Protecting Yourself And Your Finances From ID Theft
Of all the potential new perils that the internet age has brought along, few of them are as destructive and difficult to recover from as identity theft. Unless you’ve somehow managed to maintain a one-hundred percent cash-based lifestyle (which is nearly impossible these days), your data can become a target for hackers.
While having a credit or debit card hacked can be irksome and a temporary setback, having your identity hacked can have severe and long-lasting repercussions.
If a thief or hacker takes over your identity, that means they can access your current financial resources and create new accounts as well. Within a very short period, ID theft can ruin your credit and create a mountain of new debt. You’ll be stuck with it if you can’t prove someone else was using your identity.

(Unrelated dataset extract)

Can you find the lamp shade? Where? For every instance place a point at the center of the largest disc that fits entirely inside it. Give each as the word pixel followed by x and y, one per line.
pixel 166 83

How To Protect Yourself From ID Theft
Unfortunately, there’s no way to get one-hundred percent guaranteed protection against identity theft. However, there are several things you can do to both proactively prevent ID theft, and to halt additional damage if it does happen.
Most online consumer security experts agree that the following measures will greatly decrease your chances of ID theft:
- Regularly review financial accounts for errors or suspicious activity
- Enroll in a credit monitoring service
- Always use strong passwords or use a password manager
- Limit the number of websites that you give personal and/or financial information to
If your personal information is stolen, you should immediately take the following actions:
- Place a fraud alert on your credit reports
- Alert the authorities and your financial account providers
- Consider freezing your credit
The longer a thief or hacker has access to your personal information without your knowledge, the more damage to your credit and finances they can do. It’s essential to act quickly and decisively in the event of ID theft.
Recovering From ID Theft
If the worst does happen and your personal information is stolen, you’ll need to go through the process of recovering your identity. Depending on the severity of your identity theft, the recovery process may take a few weeks, a few months, or possibly longer.
Because ID theft has become so widespread and affected so many people, the government and the consumer financial industry have created sophisticated resources to help people recover.
If you are a victim of identity theft, one of the best places to start is with the ID theft recovery checklist provided by the Federal Trade Commission.
Finally, if you’re worried about your investment and/or retirement accounts, contact your fund manager or financial planner as soon as possible to alert them of the theft. This ensures your funds stay secure while you recover your identity.